Initial Plinian and Phreatomagmatic Eruptions

Magmatic and hydromagmatic eruptions, which commonly herald new extrusions of dome lavas, create tuff rings and cones around vent craters. These eruptions follow depressurization of the gas-rich rising magma and its interaction with ground and surface water.

Fig. 5.5
Textural stratigraphy of dome lava. The cross section shows rhyolite lava-flow stratigraphy resulting
from the eruption scenario outlined in Fig. 5.1. The profile of density, based upon actual
measurements, shows an important density inversion at the top of the coarse pumice that
promotes coarse pumice diapirism. The temperature profile is calculated by conductive cooling,
assuming a constant internal temperature, and it shows a steep surface gradient that causes
fracturing. The viscosity profile is based on the laboratory measurements of Friedman  et al . (1963).
(Adapted from Fink, 1983, and Fink and Manley, 1987.)

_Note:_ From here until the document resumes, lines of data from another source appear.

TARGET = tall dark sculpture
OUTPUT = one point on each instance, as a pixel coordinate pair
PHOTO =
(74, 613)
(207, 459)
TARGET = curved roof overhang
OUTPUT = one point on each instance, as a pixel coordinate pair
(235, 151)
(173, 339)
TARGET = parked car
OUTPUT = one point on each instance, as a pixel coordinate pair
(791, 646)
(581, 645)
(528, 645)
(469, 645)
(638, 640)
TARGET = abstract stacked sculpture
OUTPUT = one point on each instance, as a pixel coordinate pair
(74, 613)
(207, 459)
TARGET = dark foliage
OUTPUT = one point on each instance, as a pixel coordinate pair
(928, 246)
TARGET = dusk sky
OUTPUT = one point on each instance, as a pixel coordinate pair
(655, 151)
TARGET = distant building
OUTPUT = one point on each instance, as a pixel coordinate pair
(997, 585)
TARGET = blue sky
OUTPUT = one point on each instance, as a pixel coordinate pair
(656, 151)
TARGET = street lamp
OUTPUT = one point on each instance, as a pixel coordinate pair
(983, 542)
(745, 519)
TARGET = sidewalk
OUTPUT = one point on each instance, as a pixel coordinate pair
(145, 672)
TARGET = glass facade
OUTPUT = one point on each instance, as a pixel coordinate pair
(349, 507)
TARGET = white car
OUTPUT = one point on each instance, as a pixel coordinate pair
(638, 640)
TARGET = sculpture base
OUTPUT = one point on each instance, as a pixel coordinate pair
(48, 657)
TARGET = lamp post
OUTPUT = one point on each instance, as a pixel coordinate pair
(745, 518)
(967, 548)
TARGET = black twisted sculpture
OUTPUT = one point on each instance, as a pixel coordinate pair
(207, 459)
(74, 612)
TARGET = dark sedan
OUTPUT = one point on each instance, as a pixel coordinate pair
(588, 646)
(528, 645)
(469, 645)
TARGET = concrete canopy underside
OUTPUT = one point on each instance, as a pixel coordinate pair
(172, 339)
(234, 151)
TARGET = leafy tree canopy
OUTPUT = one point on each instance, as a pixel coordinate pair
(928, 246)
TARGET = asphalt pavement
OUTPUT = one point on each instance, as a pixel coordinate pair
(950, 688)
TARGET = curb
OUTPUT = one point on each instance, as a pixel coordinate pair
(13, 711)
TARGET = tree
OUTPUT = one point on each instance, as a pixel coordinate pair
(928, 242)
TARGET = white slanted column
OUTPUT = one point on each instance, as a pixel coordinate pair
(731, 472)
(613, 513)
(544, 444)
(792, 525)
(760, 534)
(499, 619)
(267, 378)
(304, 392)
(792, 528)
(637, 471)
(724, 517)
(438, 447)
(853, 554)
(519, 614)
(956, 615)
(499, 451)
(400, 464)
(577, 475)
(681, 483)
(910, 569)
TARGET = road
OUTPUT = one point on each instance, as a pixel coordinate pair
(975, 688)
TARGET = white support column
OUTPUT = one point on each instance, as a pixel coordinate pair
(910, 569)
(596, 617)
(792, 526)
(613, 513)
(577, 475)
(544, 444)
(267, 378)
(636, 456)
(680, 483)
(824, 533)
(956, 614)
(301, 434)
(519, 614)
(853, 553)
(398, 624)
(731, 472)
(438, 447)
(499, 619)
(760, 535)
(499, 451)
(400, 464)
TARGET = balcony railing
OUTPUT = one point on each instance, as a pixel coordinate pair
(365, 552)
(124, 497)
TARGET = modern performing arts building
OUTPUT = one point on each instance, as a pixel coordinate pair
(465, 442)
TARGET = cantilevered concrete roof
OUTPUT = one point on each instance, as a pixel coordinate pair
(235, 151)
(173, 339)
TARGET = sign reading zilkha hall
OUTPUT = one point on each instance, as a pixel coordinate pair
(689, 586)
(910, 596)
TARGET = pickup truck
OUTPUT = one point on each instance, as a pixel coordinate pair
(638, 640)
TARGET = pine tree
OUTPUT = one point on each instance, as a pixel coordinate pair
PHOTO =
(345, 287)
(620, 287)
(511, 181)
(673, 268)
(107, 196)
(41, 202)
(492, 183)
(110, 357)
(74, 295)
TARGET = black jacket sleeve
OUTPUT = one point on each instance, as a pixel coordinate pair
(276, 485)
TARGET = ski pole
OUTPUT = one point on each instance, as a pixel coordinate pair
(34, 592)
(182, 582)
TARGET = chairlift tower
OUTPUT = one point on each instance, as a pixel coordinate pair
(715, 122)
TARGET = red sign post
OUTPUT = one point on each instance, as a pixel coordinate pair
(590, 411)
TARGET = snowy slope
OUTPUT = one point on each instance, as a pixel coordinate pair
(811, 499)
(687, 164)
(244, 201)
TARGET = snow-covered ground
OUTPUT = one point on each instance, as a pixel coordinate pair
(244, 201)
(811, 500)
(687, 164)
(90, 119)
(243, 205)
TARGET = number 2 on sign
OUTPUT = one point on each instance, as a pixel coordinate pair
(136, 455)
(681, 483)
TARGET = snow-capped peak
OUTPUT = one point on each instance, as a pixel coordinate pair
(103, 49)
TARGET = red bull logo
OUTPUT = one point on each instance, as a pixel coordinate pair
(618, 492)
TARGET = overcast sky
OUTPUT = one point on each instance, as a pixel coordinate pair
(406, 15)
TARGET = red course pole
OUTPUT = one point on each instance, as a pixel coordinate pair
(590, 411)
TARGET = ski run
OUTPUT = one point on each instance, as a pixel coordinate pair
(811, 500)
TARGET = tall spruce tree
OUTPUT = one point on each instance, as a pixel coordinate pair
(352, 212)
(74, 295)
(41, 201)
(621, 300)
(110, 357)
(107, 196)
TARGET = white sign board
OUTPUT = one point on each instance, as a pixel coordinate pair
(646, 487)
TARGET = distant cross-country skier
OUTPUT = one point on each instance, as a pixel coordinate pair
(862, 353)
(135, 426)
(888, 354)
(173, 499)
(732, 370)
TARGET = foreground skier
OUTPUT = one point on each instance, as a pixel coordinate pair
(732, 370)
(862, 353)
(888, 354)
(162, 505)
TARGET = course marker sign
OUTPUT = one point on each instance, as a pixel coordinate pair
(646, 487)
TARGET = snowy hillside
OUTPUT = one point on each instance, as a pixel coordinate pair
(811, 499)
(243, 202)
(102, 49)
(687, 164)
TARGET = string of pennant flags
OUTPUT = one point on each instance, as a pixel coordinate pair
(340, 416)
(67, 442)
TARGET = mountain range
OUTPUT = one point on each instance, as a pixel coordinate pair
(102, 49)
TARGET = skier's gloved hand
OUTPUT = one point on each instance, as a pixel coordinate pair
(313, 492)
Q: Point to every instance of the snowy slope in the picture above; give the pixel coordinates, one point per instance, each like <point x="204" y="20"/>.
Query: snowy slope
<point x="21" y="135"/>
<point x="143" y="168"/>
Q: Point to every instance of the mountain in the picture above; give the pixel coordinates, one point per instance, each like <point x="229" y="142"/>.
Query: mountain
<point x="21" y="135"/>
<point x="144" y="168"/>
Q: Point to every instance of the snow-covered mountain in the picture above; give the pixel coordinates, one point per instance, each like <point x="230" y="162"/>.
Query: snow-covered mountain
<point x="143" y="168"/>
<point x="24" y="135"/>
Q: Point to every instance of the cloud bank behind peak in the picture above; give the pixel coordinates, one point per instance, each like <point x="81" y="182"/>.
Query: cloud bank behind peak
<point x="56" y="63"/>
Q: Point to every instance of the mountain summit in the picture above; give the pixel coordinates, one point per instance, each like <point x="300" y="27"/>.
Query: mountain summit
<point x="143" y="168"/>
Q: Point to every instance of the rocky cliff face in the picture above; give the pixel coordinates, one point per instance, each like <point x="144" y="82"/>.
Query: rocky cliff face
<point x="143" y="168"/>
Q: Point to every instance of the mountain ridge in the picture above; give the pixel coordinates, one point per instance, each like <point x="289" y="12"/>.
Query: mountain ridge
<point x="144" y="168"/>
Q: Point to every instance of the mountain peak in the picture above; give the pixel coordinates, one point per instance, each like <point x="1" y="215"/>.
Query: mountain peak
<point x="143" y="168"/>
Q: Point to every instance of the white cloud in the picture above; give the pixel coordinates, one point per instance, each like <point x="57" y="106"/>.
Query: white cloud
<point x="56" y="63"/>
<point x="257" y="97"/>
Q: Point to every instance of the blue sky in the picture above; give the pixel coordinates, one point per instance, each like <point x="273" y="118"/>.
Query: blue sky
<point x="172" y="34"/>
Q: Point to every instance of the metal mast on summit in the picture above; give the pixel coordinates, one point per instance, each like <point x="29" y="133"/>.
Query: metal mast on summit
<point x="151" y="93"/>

Figure 5.7 schematically illustrates tephra production that precedes dome formation. Magmatic eruptions produce pumice and ash deposits of a Plinian type, whereas phreatomagmatic (hydrovolcanic ) explosions result in fine-ash dispersal during pyroclastic surges and flows, which creates a tuff ring. Such eruptions usually produce most of the tephra associated with domes, but Heiken (1978b) found that their volume generally is relatively small (<0.1 km³ ) to moderate (1.0 km³ ). Near the vent, these tephra are well bedded and capped by lavas from the dome. Where the tephra extend several to tens of kilometers away from the vent, fallout layers are the most common expression.